I was sitting in a graduate seminar on Political Behavior when I first encountered the mathematical equation that showed me just how very little my vote mattered. I’ve long forgotten all of the variables, but your odds of casting a deciding vote in a national election are somewhere between 1 in 1 million and 1 in 30 billion, depending on where you live. Odds like that didn’t really inspire me to head to the polls.
But within a month of moving back to Pittsburgh, I learned of the Ross Township Commissioner race that ended in a tie and was ultimately decided by little more than a roll of the dice. Then I remembered reading “Last Call: The Rise and Fall of Prohibition” and started thinking about how so much change happens in town halls and at school board meetings long before movements gain any real traction at the state or federal level.
That got me thinking about school board and mayoral and town/city council elections. If you vote in these hyper-local races, you can help control the curriculum that shapes what students are learning, the rules at your local park, the laws governing your town, and the person who oversees the police officers who are enforcing those laws. That’s real power. And we have the opportunity to use it.
On November 7, five of the nine seats on the Pittsburgh Public School Board are up for grabs. Dozens of other school districts, towns, boroughs, and villages across Allegheny County and Western Pennsylvania are holding local elections, too. Turnout is notoriously low in these contests – barely over 20% in 2013 for our last municipal elections. It doesn’t take much to shift the balance and start seeing your voice translated into policy.

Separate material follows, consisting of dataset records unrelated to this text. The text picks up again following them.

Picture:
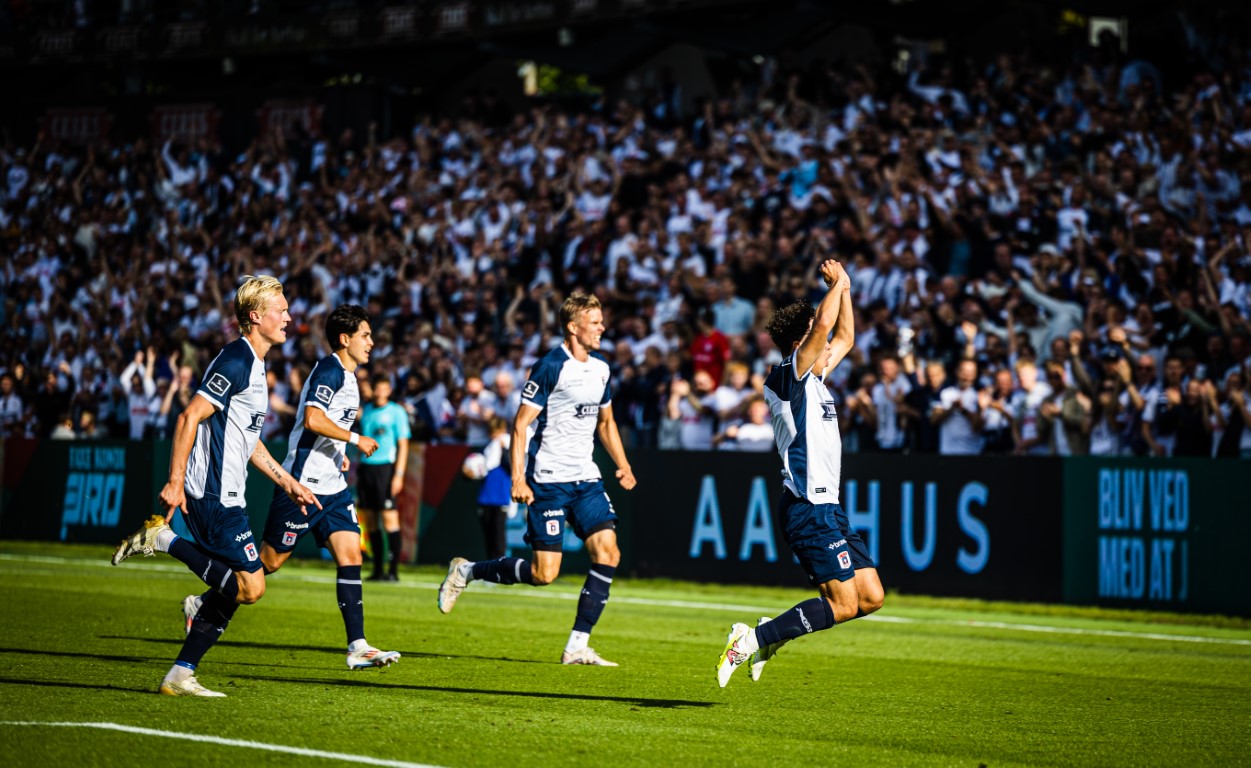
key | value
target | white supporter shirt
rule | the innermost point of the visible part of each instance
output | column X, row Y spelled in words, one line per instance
column 956, row 434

Our world is changing. For the first time I can recall, lots of people are talking about how the lessons so many of us were taught in grade school leave out significant perspectives and don’t even come close to telling the whole story of the who, what, when, why, and how of our world. Columbus didn’t discover America. The Civil Rights movement is far from over. Pretty much everything about Thanksgiving is a lie.
Look at your child(ren). Think about what you want them to learn. Look at the candidates on your ballot, do your research, and show up at the polls. Set an example for your kids to be active, engaged citizens who don’t take their right to vote for granted. Your vote matters.